Souvenez-vous: Bari et sa cruelle séance de tirs
au but. Bari et ce Boli en larmes qui, vingt-quatre mois après,
à Munich, est celui par lequel le bonheur surgit.
Que l'Olympique de Marseille soit le premier club français
à inscrire son nom au palmarès de la Coupe des champions
ne relève pas d'un déni de justice. C'est même tout
le contraire.
Depuis que Bernard Tapie a «repris» la maison,
en avril 1986, il lui a donné quatre titres consécutifs de
champion (cinq samedi?) Et une Coupe de France sur le plan national et
l'a amené au plus haut sommet international, avec deux demi-finales
européennes, une finale et, depuis hier soir, une victoire.
Dans le genre, on ne peut vraiment pas faire beaucoup
mieux. Devant le travail accompli, on s'incline.
Paradoxalement, c'est l'année où l'on s'y
attendait peut-être le moins que l'OM s'empare du précieux
trophée.
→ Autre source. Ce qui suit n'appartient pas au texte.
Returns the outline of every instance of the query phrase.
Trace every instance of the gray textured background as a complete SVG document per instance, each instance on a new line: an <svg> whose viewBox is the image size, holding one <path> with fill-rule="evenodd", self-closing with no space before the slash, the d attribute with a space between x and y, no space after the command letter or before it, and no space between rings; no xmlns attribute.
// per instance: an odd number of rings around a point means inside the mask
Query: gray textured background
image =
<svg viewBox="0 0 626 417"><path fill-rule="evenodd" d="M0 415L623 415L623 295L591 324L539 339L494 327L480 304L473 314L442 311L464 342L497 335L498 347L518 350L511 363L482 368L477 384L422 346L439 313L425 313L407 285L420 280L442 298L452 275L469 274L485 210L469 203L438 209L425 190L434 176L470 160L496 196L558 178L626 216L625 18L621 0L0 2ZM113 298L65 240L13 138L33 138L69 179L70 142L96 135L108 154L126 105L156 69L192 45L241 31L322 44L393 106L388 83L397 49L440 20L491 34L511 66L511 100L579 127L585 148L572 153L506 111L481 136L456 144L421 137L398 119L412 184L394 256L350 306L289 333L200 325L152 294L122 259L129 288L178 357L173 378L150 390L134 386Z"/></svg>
On ne débute pas une saison privé de ses
trois monstres (Mozer, Waddle, Papin), en effet, sans revoir a priori ses
ambitions à la baisse. Du moins le croyait-on.
Or, dans un autre registre, avec une équipe plus
«dure», plus compacte, Marseille est reparti de plus belle.
Que ce succès ait été arraché
face au Milan AC, présenté à juste titre comme le
plus grand club du monde, ajoute évidemment à la beauté
de l'oeuvre accomplie.
On ne bat pas un club italien en Coupe d'Europe, a fortiori
en finale, si l'on n'est pas soi-même un grand d'Europe.
L'OM l'est devenu un peu plus hier, et avec lui le football
français, qui gagne avec ce titre les dernières lettres de
noblesse qui lui manquaient.
Compétitif au niveau de sa sélection nationale,
il lui restait à le démontrer au plan des compétitions
interclubs.
La démonstration impose le respect.
Avec l'OM qui tire tout le monde dans le bon sens, Paris-SG,
Auxerre, remarquables sur le front européen cette année,
et tous les autres, le football de notre pays prend une nouvelle dimension.